Sans loi ni syndicat

Sans loi ni syndicat
Élaine Brouillard a conservé les documents juridiques liés à son conflit. (Photo TC Media – Ghyslain Bergeron).

DRUMMONDVILLE. Élaine Brouillard croit avoir été victime de harcèlement. Toutefois, elle n’en aura jamais la certitude. En 2002, elle a quitté le milieu de garde où elle travaillait en raison d’un conflit avec la directrice. C’était deux ans avant l’adoption des dispositions de la loi. Sans ressource, elle a sombré dans une profonde dépression.

Elle travaillait depuis sept ans au sein de cette garderie lorsqu’une nouvelle gestionnaire a été embauchée. "Dès la première journée, j’ai senti qu’elle ne m’aimait pas", se souvient Mme Brouillard.

La relation était tendue. Diverses tentatives avaient été déployées pour la mettre de côté. "Lorsque je me défendais, elle devenait fine pendant six mois. Après, ça recommençait", relate-t-elle.

Des adjointes ont été chargées de noter ses faits et gestes. Des rencontres ponctuelles avaient lieu où Mme Brouillard faisait l’objet de reproches. "Toutes sortes de détails qui ne touchaient pas la sécurité ou l’hygiène des enfants", souligne-t-elle. Elle avait l’impression qu’on s’acharnait sur son cas. Les parents, eux, semblaient satisfaits.

Des reproches continus

L’éducatrice s’était vu interdire l’accès à la cuisine le matin, avant de débuter sa journée de travail, alors qu’elle prenait un café aux côtés de la cuisinière. "On m’a dit que je la dérangeais", lance-t-elle. De plus, la directrice a brusquement mis fin à une séance de relaxation avec les enfants, prétextant qu’ils se trouvaient dans la noirceur. "Les stores étaient fermés avec de la musique douce", précise Mme Brouillard, indiquant qu’une collègue qui faisait la même activité a pu continuer.

"Si un enfant était plus lent à débloquer au niveau du langage, par exemple, c’était de ma faute", illustre-t-elle.

Mme Brouillard n’était pas seule dans cette situation. Estimant aussi être victime de harcèlement, une homologue avait entrepris des démarches à la Commission des normes du travail, qui a statué que la plainte était irrecevable. Les dispositions de la loi en la matière n’existaient pas encore.

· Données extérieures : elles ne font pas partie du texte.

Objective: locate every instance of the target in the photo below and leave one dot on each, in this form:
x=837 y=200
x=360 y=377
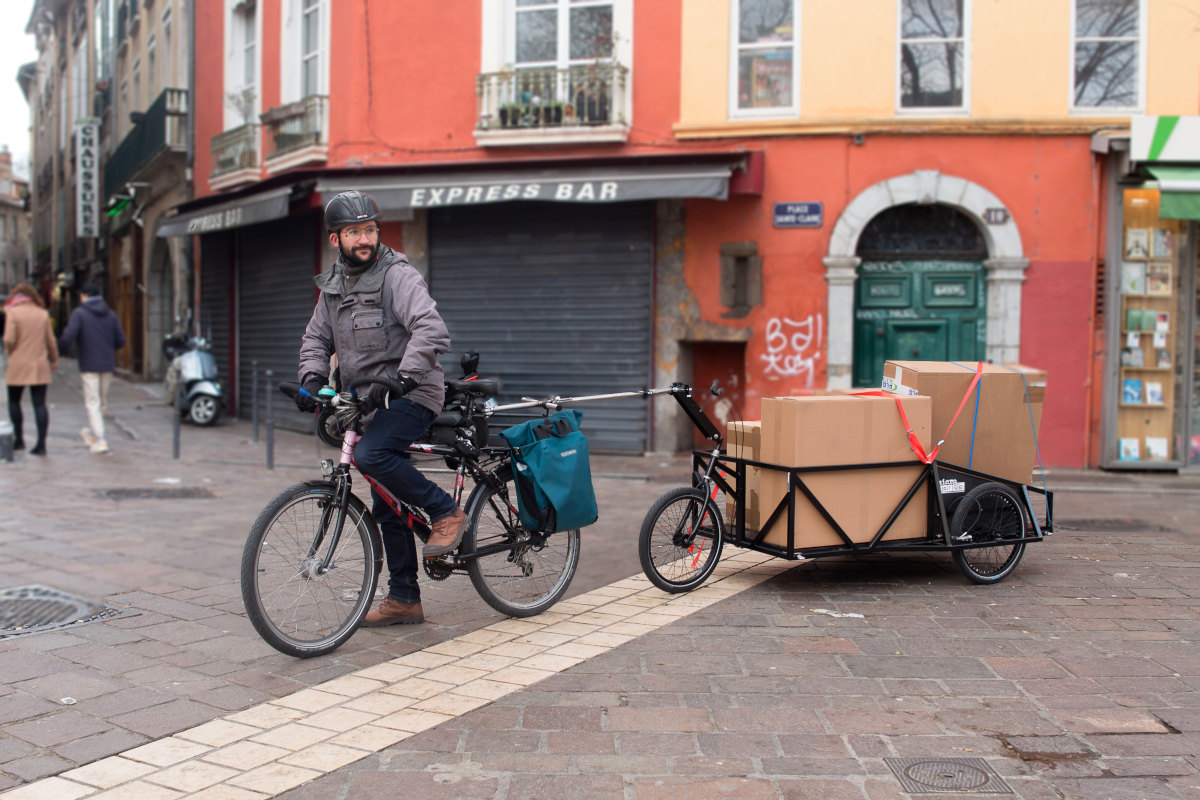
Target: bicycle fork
x=313 y=566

Pourtant, l’état de Mme Brouillard ne s’améliorait pas. "J’ai perdu mon estime et ma confiance", déplore-t-elle. Convaincue de subir une campagne de dénigrement et de harcèlement, cette éducatrice a entrepris des procédures légales à ses frais, en vain. La réplique à ses mises en demeure ne tardait point. La direction niait en bloc les allégations. N’ayant plus les ressources financières et personnelles de continuer, Mme Brouillard a abandonné. Elle est partie en congé de maladie et n’est jamais revenue.

Peu de temps après, les employées de cette garderie se sont syndiquées. Les années suivantes ont continué d’être houleuses. De 2009 à 2013, 28 griefs de harcèlement, 15 démissions et sept départs pour congé de maladie ont été enregistrés au sein de ce milieu de garde. Le climat malsain aurait cessé depuis le départ de la directrice en question.

Mme Brouillard tente aujourd’hui de tourner la page, même si cet épisode lui laisse un goût amer. "C’est une bonne affaire qu’il y ait une loi contre le harcèlement", insiste-t-elle. Cette femme souhaiterait qu’à l’instar des délinquants sexuels, des traces soient gardées pour identifier les travailleurs déclarés harcelants.